Jerry has spent 30 years helping farmers improve the health of their land and their animals, and he’s been wildly successful. And the eco-ag movement has exploded with conferences and associations across the U.S. Jerry is on the board of directors for the Pennsylvania Association for Sustainable Agriculture (PASA), which is one of the largest sustainable ag organizations in the country. Many of the organizations lean toward organics. Others are open-minded toward transitional. Jerry deals with both. He deals with organic certified farmers and with farmers who aren’t certified because they don’t want to deal with the paperwork, but who are using organic practices.
The local foods movement is growing, but there are two things going on simultaneously. There are the forces that continually remove people from rural America through conventional practices, because conventional practices are predicated on economy of scale. It’s a “get big or get out” kind of attitude, because you’re not really getting paid well enough for your milk or your grains. The attitude was, “Well, in order to make ends meet and to have a livelihood as a farmer, instead of farming 160 acres or 320 acres, I need a thousand acres, 3,000 acres, or 10,000 acres.”
Along with that comes an inability to really steward the land, because now it’s all about machinery. It’s about a window of time. I’ve got 30 days to get that crop in before I’m too late. There’s a hurried madness to remove hedge rows and fence rows, sod waterways, and buffer strips. As a consequence, we’re losing an average of four tons of topsoil per person per year globally, which is why we have dead zones in all of our estuaries. The one in the Gulf of Mexico is now as large as the state of Massachusetts – over 10,000 square miles. The Chesapeake Bay, the largest estuary in the U.S. and the second largest globally, is getting hammered from this kind of farming.
To Jerry, agriculture is the root of our ecological malaise, but it is also the biggest remedial agent for turning the planet around. If we want to sequester all that carbon dioxide that’s up in the atmosphere, the way to do that is to get plants that actually can sequester the carbon. Those are perennials, especially, but can even be annuals done the right way – with cover crops, tight rotations, the right kinds of tillage (not too much), and so forth.
Jerry feels we’re living in very interesting, if precarious times, because we can’t afford to lose our topsoil. Every civilization has collapsed, according to investigative research done by the USDA, going all the way back to the Mediterranean Basin – Palestine, Syria and Tunisia – all of these places collapsed because they lost their precious topsoil.
But the good news is we have evidence that we can grow topsoil quickly with perennial root systems, tight rotations, cover crop cocktails and winter cover cropping. We can grow topsoil very quickly, and not with compost but with living plants, living carbon and liquid carbon approaches. In drought-stricken Australia, for example, they are able to grow 14 inches of topsoil in 10 years using those kinds of systems.

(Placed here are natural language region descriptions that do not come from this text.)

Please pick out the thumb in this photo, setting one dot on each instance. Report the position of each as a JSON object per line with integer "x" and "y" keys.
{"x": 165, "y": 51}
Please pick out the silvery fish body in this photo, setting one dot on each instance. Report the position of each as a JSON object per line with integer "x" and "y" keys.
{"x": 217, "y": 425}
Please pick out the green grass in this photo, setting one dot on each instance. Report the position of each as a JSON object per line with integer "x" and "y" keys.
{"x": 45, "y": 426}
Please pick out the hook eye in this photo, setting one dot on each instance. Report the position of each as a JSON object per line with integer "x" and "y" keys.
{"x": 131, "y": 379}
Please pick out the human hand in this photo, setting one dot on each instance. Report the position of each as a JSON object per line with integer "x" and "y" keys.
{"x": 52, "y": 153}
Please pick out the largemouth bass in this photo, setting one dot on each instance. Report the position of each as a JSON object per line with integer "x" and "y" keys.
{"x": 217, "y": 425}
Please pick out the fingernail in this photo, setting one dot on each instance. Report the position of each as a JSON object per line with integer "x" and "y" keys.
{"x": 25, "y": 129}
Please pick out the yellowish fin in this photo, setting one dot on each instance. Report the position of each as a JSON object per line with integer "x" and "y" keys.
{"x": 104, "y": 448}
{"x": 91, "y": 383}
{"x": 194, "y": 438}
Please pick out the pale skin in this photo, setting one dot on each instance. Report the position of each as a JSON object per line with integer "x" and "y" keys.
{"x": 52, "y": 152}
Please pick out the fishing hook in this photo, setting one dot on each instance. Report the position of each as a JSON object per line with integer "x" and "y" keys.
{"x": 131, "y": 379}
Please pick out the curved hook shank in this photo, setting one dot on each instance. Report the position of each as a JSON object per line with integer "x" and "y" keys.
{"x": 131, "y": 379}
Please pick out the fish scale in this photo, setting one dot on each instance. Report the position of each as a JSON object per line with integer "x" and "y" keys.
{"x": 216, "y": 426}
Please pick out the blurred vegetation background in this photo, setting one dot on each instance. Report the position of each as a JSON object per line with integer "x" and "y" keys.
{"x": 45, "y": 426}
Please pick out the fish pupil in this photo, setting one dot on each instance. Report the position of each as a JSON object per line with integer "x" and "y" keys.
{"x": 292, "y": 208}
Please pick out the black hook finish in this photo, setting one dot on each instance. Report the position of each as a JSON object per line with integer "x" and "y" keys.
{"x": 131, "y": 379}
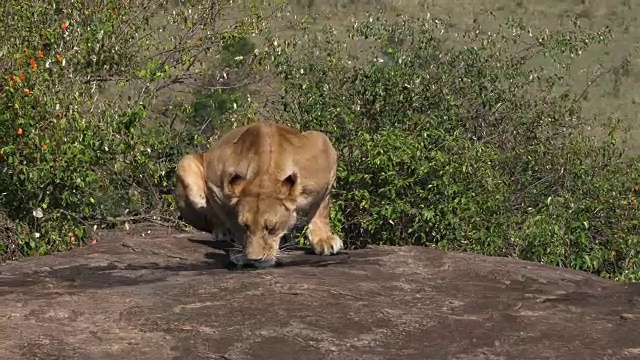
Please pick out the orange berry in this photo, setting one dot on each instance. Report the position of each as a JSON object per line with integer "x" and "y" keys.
{"x": 34, "y": 65}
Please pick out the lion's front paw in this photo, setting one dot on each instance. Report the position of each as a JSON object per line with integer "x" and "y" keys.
{"x": 327, "y": 245}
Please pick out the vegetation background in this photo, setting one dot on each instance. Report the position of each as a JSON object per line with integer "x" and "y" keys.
{"x": 503, "y": 128}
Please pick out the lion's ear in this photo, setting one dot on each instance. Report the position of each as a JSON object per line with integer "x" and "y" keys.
{"x": 290, "y": 181}
{"x": 234, "y": 184}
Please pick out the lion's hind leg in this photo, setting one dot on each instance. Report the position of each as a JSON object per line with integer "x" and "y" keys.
{"x": 190, "y": 194}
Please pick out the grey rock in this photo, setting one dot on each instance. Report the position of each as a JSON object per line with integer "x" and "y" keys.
{"x": 171, "y": 296}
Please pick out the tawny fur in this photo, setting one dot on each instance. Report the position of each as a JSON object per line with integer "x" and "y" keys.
{"x": 253, "y": 181}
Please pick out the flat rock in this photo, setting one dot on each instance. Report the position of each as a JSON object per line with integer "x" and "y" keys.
{"x": 171, "y": 297}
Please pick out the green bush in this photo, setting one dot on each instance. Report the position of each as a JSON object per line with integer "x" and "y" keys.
{"x": 449, "y": 140}
{"x": 460, "y": 143}
{"x": 93, "y": 98}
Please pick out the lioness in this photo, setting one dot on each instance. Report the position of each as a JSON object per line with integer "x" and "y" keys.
{"x": 249, "y": 186}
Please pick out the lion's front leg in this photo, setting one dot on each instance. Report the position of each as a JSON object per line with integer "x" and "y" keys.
{"x": 322, "y": 239}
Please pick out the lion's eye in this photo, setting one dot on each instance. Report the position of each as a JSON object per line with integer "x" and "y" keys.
{"x": 271, "y": 229}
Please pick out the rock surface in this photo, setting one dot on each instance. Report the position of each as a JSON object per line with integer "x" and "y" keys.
{"x": 171, "y": 297}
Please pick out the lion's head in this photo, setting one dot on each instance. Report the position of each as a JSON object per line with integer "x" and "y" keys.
{"x": 265, "y": 207}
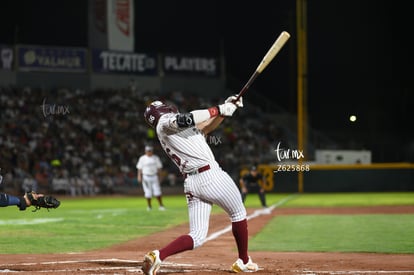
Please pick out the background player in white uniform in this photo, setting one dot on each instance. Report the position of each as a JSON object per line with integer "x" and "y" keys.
{"x": 182, "y": 136}
{"x": 149, "y": 167}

We have the solutions to fix our problems if we just get together to fix them. In a few years, there will be nine billion people on the planet, and the only way we’re going to be able to prevent that population explosion from devouring the base of our resources is to replenish and grow resources. It’s not hard to be sustainable. It’s much more important to be robust, regenerative, and resilient. That’s the agriculture Jerry is very excited about.
The Abnormal Ecology and Toxicity of the Average Golf Course
I’m from Chicago and we have a lot of toxic soil here in the form of very well-manicured grass. As a small animal practitioner, I view a golf course as just a big toxic cesspool that while lovely to look at, is really a huge risk for the people and pets that live near it.
Jerry is actually starting to make a difference in this area by helping people manage golf courses and turf better. He believes there’s a sort of pathology in America wherein people think they have an English manor if they have a front lawn with nothing on it but a monoculture of rye grass. And that, of course, comes with all the problems of a very abnormal ecology.
Golf courses are actually an abnormal ecology. What you have is a monoculture. The tees and greens are a 100 percent bent grass mowed to 1/16th of an inch in height. They’re grown on 90 percent sand and 10 percent peat moss. There’s no soil there, which means there’s very little biology.
The microbiome lives in the gut and 70 to 80 percent of an animal’s immune system is in the GI tract. It’s the same with plants. The immune system of a plant is the rhizosphere, or root ball. The root ball has inhabitants called micorrhizal fungi. There are countless species and numbers of bacteria, protozoa, actinomycetes, and the higher life forms that live on them, including earthworms, mites, springtails, and this huge food web of microbiology.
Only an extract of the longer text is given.